WHERE TRADE MEETS MULTILATERALISM, June 2021

By Dr. Rebecca Harding, CEO at Coriolis Technologies Limited

For all the G7 bluster on reducing CO2 emissions and creating a green Belt and Road Initiative to rival China’s programme, there is little policy interest in how trade can, and should, be used as a policy lever to promote sustainabiity. Instead, the focus is on enabling developing economies to access finance and thereby tackle climate change. The “Green Marshall Plan” is at a smaller scale and will help the G7 nations to meet pre-existing support targets.

The exceptionalism this represents is breath-taking. In other words, it is not emerging economies that contribute the most to climate destruction, social inequality or poor governance per se – it is the demand that the developed world has for products associated with negative SDGs that is the problem.

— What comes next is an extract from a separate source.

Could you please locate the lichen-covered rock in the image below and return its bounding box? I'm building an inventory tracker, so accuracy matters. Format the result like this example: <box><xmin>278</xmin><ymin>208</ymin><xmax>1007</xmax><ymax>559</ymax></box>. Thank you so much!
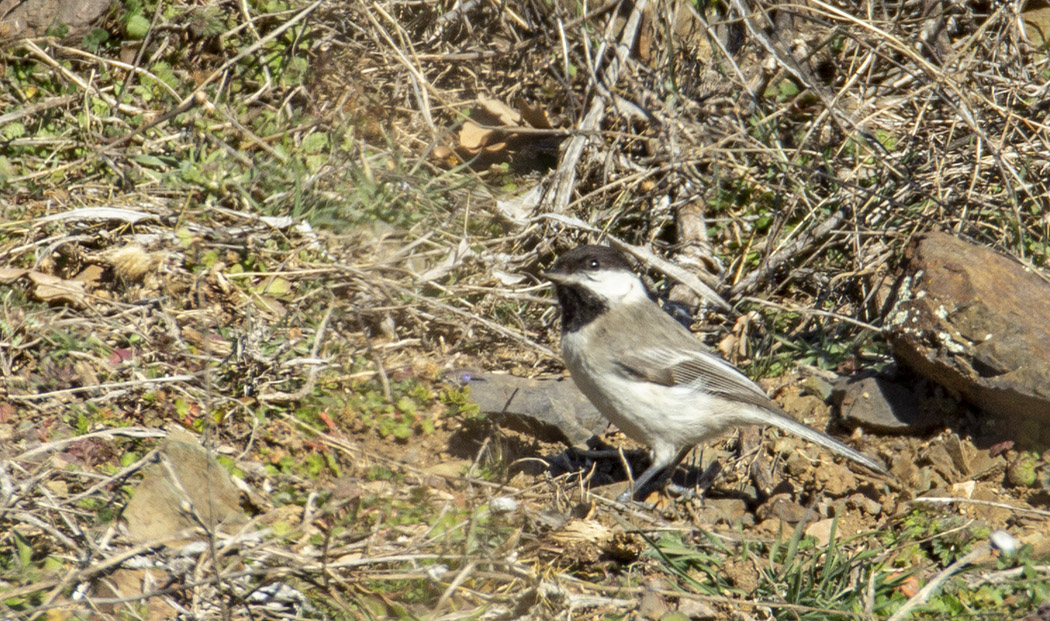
<box><xmin>886</xmin><ymin>232</ymin><xmax>1050</xmax><ymax>445</ymax></box>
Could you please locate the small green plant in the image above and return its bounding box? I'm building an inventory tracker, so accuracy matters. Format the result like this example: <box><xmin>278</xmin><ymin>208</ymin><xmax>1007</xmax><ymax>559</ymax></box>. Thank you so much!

Global trade in negative sustainable development goals (SDGs) is roughly four times greater than trade that is associated with positive SDGs. When economies boom, trade associated with negative SDGs grows more rapidly than its positive counterparts, and when the global economy is struggling, it falls back more quickly. Our passion for fossil fuel based consumption, clothing and plastics is the culprit – sectors related to these dominate the top ten negative trade commodities.

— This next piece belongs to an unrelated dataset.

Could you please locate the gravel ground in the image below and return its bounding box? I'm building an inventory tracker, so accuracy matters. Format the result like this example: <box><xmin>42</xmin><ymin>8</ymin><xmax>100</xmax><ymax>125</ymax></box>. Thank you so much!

What really matters is the greenwash that is associated with meetings like the G7. There were, as always, promises and commitments made. The word “globalisation” has been substituted with the word “multilateralism” – an alliance-based approach to common problems – which sounds coordinated, and softer but ultimately runs the risk of lending itself to soundbite rather than action: we will build the world back better. What’s not to like?

Yet the G7 missed a huge opportunity. Trade was a backdrop to negative conversations about Brexit rather than positive conversations about sustainability. Take the Green Belt and Road as an example – it smacks of all the weaknesses of globalisation wrapped in the cloak of multilateralism. The G7 will both fight its strategic conflict with China and help emerging economies to get greener by committing $100bn to sustainable energy infrastructures in emerging markets: bingo – the world has become sustainable and the threat of China eliminated in one re-packaged commitment.

As always, the failure was to see that strategic goals can be achieved through trade in a positive way. The last few years have made trade a tool of assertive, indeed coercive, foreign policy objectives in the US and China. As the same group of leaders head off to the Nato summit this week, and as President Biden and the EU leaders seek to mend their relationship in meetings after Nato, trade will be there as a weapon and not as a force for good. But the strategic threat to G7 hegemony is surely nothing in comparison to the threats to our security of inequality, human rights abuses and climate destruction?

Sustainable trade is a priority for humanity – banks, businesses, governments and civil society have to be involved in the way we approach this and trade is the obvious way to coordinate everyone’s objectives. The way trade is financed, through banks and supply chains, is a key way to ensure that these objectives are met. This is as much the case for China and Russia in the end as it is for the G7.

Since the beginning of time, trade has been a source of conflict; in the modern era, it has become the means to conduct that conflict. But trade is not globalisation and now the urgency is for it to  be used and the mechanism for resolving conflict by becoming sustainable in every sense of the word. The tools are there through the regulation, supply chains and finance. Only if these are combined will trade truly become multilateral.